You’ll need to complete the function called solve(), which should return a list of valid moves, each of which
is encoded as a letter L, R, U, or D for left, right, up, or down, respectively, and a row or column number
(indexed beginning at 1). (For instance, the moves in the picture above would be R2 D2.)
The initial code does not work correctly. Using this code as a starting point, implement a fast version, using
A* search with a suitable heuristic function that guarantees finding a solution in as few moves as possible.

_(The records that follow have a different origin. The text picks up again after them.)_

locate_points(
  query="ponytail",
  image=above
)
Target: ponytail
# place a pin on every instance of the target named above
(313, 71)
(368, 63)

Try to make your code as fast as possible even for difficult boards, although it is not necessarily possible to
write code that will be able to quickly solve all puzzles.
In addition to doing your own testing, it is important that you test your program on the SICE
Linux servers to ensure that we will be able to run it and grade it accurately. We will provide
test scripts in Q&A Community at least a week before the deadline.
Part 2: Road trip!
It’s not too early to start planning a post-pandemic road trip! If you stop and think about it, finding the
shortest driving route between two distant places — say, one on the east coast and one on the west coast of
the U.S. — is extremely complicated. There are over 4 million miles of roads in the U.S. alone, and trying
all possible paths between two places would be nearly impossible. So how can mapping software like Google
Maps find routes nearly instantly? The answer is A* search!

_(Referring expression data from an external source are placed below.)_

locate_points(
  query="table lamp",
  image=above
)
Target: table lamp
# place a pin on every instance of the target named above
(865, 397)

We’ve prepared a dataset of major highway segments of the United States (and parts of southern Canada
and northern Mexico), including highway names, distances, and speed limits; you can visualize this as a
graph with nodes as towns and highway segments as edges. We’ve also prepared a dataset of cities and
towns with corresponding latitude-longitude positions. Your job is to find good driving directions between
pairs of cities given by the user.
The skeleton code can be run on the command line like this:
python3 ./route.py [start-city] [end-city] [cost-function]
where:
• start-city and end-city are the cities we need a route between.
• cost-function is one of:
– segments tries to find a route with the fewest number of road segments (i.e. edges of the graph).
– distance tries to find a route with the shortest total distance.
– time finds the fastest route, assuming one drives the speed limit.
– safe tries to find the safest route — the one that minimizes the probability of having an accident.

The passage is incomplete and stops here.